Place | Oceania: Australia, Northern Territory, Ngukurr |
---|---|
Accession Number | AWM2018.890.1 |
Collection type | Art |
Measurement | Unframed: 133.8 cm x 101.5 cm x 3.5 cm |
Object type | Painting |
Physical description | acrylic on canvas |
Maker |
Daniels, Jill |
Place made | Australia: Northern Territory, Ngukurr |
Date made | 2018 |
Conflict |
Pre 19th century |
Copyright |
Item copyright: AWM Licensed copyright |
Olden Days
'Olden Days' is a frontier conflict story told to Daniels by her family. It refers to events prior to Daniels' birth, most likely during the late nineteenth- early twentieth-centuries, when Northern Territory police trackers turned up in Ngukurr to "grab the old people from the bush, put a chain around their neck, poor thing[s]." "Cruel, they were" (Jill Daniels interview by Ngukurr Arts for the Australian Memorial, 2018, translated from Kriol to English). Rounding the old people up, the police trackers wanted to take them away for work. Fearing for their lives and freedom, some people ran away from the chains, the police and their families. At the bottom of the painting, Daniels has depicted children hiding from the police in nearby shrubs. Those who ran were murdered or recaptured. It was Daniel's grandmother, 'old Debra', who was taken by the trackers, along with others from her family.
Of her work, Daniel's said: “In the old days the old people used to live in the bush, in their humpty, near the billabong. The people lived happily in these days. Then the police trackers came with horse and shot people, some got away by running into the hills and hide. Some of those old people stood with spears aiming at those police trackers. The police tracker would get people and chain them and take them away to work" (Jill Daniels, courtesy of Ngukurr Arts Aboriginal Corporation, 2018).
'Olden Days' has been painted in a naive style that is iconic to some Northern Territory communities, such as Ngukurr and Utopia. Using rich colours, Daniels has depicted the Ngukurr landscape as it once was.
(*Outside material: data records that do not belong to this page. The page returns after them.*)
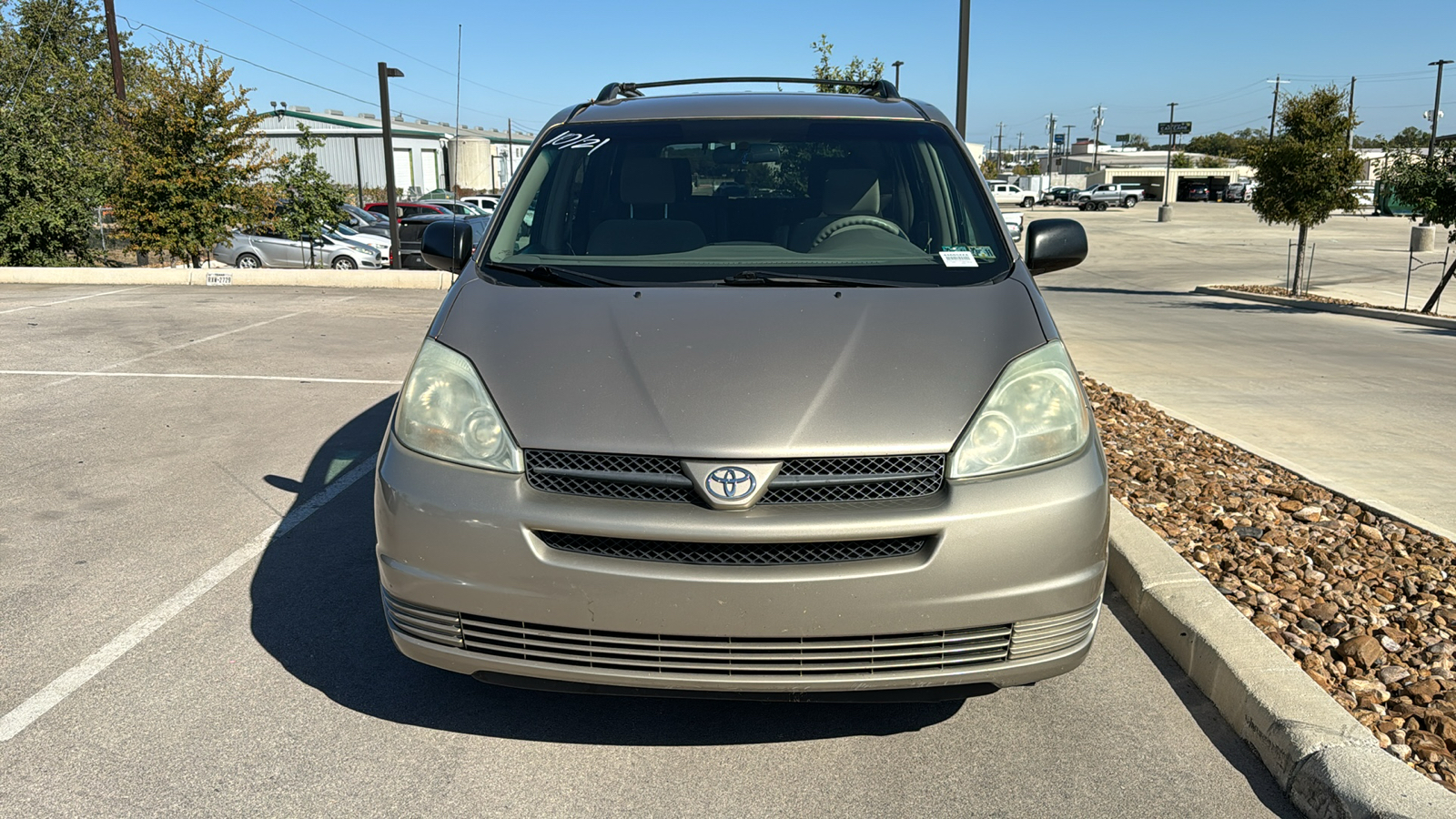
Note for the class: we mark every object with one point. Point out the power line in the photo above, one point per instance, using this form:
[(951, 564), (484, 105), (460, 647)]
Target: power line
[(412, 57), (356, 69), (36, 56)]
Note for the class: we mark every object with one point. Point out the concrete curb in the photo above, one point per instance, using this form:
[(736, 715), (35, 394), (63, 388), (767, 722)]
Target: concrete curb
[(1327, 308), (268, 278), (1329, 763)]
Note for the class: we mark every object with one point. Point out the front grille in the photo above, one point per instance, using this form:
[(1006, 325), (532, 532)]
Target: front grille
[(625, 477), (832, 480), (733, 554), (801, 480), (708, 656), (743, 656)]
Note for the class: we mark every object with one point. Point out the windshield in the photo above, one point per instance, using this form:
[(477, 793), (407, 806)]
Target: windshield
[(703, 200)]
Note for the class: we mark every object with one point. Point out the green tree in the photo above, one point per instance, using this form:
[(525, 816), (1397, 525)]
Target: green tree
[(1307, 171), (855, 70), (193, 162), (56, 124), (312, 200), (1429, 184)]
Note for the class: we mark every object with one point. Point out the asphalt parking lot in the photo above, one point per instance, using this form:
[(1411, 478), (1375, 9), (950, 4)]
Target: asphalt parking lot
[(193, 625)]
Born in 1959, Jill Daniels has lived in Ngukurr most of her life. In 2003, having thought about painting, she came to Ngukurr Art Centre and was taught to paint by her sister Amy Johnston. Daniels recalls that "I saw how she was doing the painting, and I started learning then, how to paint. I got some style from her, but after that got my own style, different way. I got my own style then" (Jill Daniels for the Australian Memorial, 2018).